I need to bind a method into a function-callback, except this snippet is not legal as discussed in demote-boostfunction-to-a-plain-function-pointer.
What's the simplest way to get this behavior?
struct C {
void m(int x) {
(void) x;
_asm int 3;
}};
typedef void (*cb_t)(int);
int main() {
C c;
boost::function<void (int x)> cb = boost::bind(&C::m, &c, _1);
cb_t raw_cb = *cb.target<cb_t>(); //null dereference
raw_cb(1);
return 0;
}
You can make your own class to do the same thing as the boost bind function. All the class has to do is accept the function type and a pointer to the object that contains the function. For example, this is a void return and void param delegate:
template<typename owner>
class VoidDelegate : public IDelegate
{
public:
VoidDelegate(void (owner::*aFunc)(void), owner* aOwner)
{
mFunction = aFunc;
mOwner = aOwner;
}
~VoidDelegate(void)
{}
void Invoke(void)
{
if(mFunction != 0)
{
(mOwner->*mFunction)();
}
}
private:
void (owner::*mFunction)(void);
owner* mOwner;
};
Usage:
class C
{
void CallMe(void)
{
std::cout << "called";
}
};
int main(int aArgc, char** aArgv)
{
C c;
VoidDelegate<C> delegate(&C::CallMe, &c);
delegate.Invoke();
}
Now, since VoidDelegate<C> is a type, having a collection of these might not be practical, because what if the list was to contain functions of class B too? It couldn't.
This is where polymorphism comes into play. You can create an interface IDelegate, which has a function Invoke:
class IDelegate
{
virtual ~IDelegate(void) { }
virtual void Invoke(void) = 0;
}
If VoidDelegate<T> implements IDelegate you could have a collection of IDelegates and therefore have callbacks to methods in different class types.
Either you can shove that bound parameter into a global variable and create a static function that can pick up the value and call the function on it, or you're going to have to generate per-instance functions on the fly - this will involve some kind of on the fly code-gen to generate a stub function on the heap that has a static local variable set to the value you want, and then calls the function on it.
The first way is simple and easy to understand, but not at all thread-safe or reentrant. The second version is messy and difficult, but thread-safe and reentrant if done right.
Edit: I just found out that ATL uses the code generation technique to do exactly this - they generate thunks on the fly that set up the this pointer and other data and then jump to the call back function. Here's a CodeProject article that explains how that works and might give you an idea of how to do it yourself. Particularly look at the last sample (Program 77).

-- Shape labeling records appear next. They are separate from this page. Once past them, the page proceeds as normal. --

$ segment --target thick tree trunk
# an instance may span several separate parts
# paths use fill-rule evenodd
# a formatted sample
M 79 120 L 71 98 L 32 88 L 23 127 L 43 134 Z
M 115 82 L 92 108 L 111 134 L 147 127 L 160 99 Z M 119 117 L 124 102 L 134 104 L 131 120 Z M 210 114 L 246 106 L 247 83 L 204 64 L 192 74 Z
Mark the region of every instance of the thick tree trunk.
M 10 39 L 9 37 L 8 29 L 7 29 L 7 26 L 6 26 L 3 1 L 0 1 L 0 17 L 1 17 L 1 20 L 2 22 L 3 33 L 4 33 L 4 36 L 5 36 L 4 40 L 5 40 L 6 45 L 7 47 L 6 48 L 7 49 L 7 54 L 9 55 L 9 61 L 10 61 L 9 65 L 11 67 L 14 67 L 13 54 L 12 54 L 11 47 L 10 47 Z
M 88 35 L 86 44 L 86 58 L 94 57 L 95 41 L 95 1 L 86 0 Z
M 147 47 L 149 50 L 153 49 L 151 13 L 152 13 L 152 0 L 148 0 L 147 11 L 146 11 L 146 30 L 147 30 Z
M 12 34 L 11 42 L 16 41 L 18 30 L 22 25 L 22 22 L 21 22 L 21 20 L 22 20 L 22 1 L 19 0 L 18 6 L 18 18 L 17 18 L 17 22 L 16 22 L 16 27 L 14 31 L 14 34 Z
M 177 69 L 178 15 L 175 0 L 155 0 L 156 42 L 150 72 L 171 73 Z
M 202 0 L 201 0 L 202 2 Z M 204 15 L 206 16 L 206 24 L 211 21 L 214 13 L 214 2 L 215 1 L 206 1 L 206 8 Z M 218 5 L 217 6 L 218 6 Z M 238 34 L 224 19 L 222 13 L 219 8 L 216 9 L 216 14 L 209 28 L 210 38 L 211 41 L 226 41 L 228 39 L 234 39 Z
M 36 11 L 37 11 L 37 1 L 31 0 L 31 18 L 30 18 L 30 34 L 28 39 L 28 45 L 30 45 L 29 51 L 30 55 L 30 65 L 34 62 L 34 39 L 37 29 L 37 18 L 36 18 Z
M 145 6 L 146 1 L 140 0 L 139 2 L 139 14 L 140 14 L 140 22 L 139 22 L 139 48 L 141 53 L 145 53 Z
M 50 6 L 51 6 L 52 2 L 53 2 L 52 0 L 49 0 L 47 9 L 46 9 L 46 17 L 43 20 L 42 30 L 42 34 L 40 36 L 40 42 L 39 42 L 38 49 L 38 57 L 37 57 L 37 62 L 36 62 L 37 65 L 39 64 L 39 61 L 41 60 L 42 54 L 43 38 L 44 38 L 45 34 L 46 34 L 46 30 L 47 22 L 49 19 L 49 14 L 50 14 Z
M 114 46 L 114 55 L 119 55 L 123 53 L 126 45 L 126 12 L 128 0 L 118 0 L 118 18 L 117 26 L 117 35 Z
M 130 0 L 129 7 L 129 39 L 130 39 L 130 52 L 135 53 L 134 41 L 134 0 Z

Note that since the article was written DEP has come into existance and you'll need to use VirtualAlloc with PAGE_EXECUTE_READWRITE to get a chunk of memory where you can allocate your thunks and execute them.
#include <iostream>
typedef void(*callback_t)(int);
template< typename Class, void (Class::*Method_Pointer)(void) >
void wrapper( int class_pointer )
{
Class * const self = (Class*)(void*)class_pointer;
(self->*Method_Pointer)();
}
class A
{
public:
int m_i;
void callback( )
{ std::cout << "callback: " << m_i << std::endl; }
};
int main()
{
A a = { 10 };
callback_t cb = &wrapper<A,&A::callback>;
cb( (int)(void*)&a);
}
i have it working right now by turning C into a singleton, factoring C::m into C::m_Impl, and declaring static C::m(int) which forwards to the singleton instance. talk about a hack.